Two, the content of the BCP will be further relativized by subsequent Conventions. The House of Bishops favored the process by which changes were made at this Convention because it shortened the timetable for liturgical change. Having defined the church’s liturgy as practices approved by General Convention, it is no longer necessary to abide by the process required for changing the BCP itself, and it will be impossible to resist the temptation to make further changes without confronting the challenge or Prayerbook revision.
Three, there will never be another printed Prayerbook. The resolution passed at Convention was also driven by the realization that the amendment of the book itself would take too long, that the majority of Episcopalians were opposed to its revision, and that – in any event – parishes cannot absorb the cost of buying new books. That situation will not change.

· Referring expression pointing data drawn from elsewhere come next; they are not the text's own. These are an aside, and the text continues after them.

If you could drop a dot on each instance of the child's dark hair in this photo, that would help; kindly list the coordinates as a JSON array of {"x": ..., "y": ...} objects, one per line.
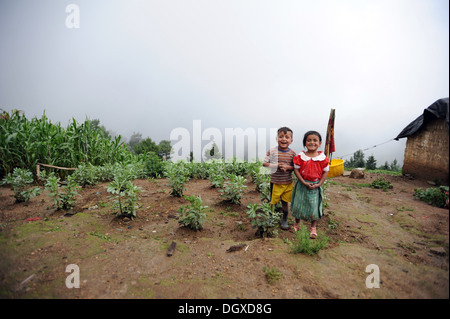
[
  {"x": 311, "y": 133},
  {"x": 285, "y": 129}
]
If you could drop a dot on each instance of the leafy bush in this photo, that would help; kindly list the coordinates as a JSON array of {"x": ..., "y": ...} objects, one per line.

So, having declared that what is online has the same status as the BCP and – given the fact that the BCP has already been digitalized, – the online resources will now prevail. It will be a small thing in the next Convention or two to declare the print version a relic of the past and, in turn, declare the electronic reality the one and only resource for liturgy.
Of course, there are many who will welcome this development. In one conversation I had about the sacraments, a priest observed: “God did not ‘invent’ sacraments. We, the people of God, did.” From start to finish those assumptions fly in the face of the convictions that have shaped the church’s sacramental theology. Historically, the church has considered the sacraments as the work of God in Christ, the full nature of which is revealed to the church by the Holy Spirit.
Human beings are involved, of course, in listening, in discerning, and in crafting the language of the sacraments. Christianity is an incarnational faith. We do not believe that the will of God is given expression on golden tablets dropped from the sky. But the church also believes that prayerful discernment reveals insights into the will of God that are given expression in our liturgy and which make demands upon the church, her clergy, and the laity.
To argue that “we, the people of God, invent the sacraments” sweeps away those assumptions and places the church’s liturgy completely at our disposal. We “take” communion, we don’t “receive” it. We “invent” the sacraments, God does “give” them to us and “invest” them with power. Liturgy is “the work we do”, rather than the “work we are given”. An endlessly malleable Prayer Book will appeal to that mindset. But that mindset will change our eccesiology as well.
We were – up until now – a church of “ancient mysteries and modern faith”. But now we are a church of rituals that we have crafted. Rituals not just without covers but without boundaries or shared content – practices that can be modified by an agreed process. But if it is that human a process, when will people decide that even the process has no claim upon us? I am afraid that this sends us inexorably on the course that leads to each individual its own church, its own polity, its own liturgy, and ultimately its own gospel.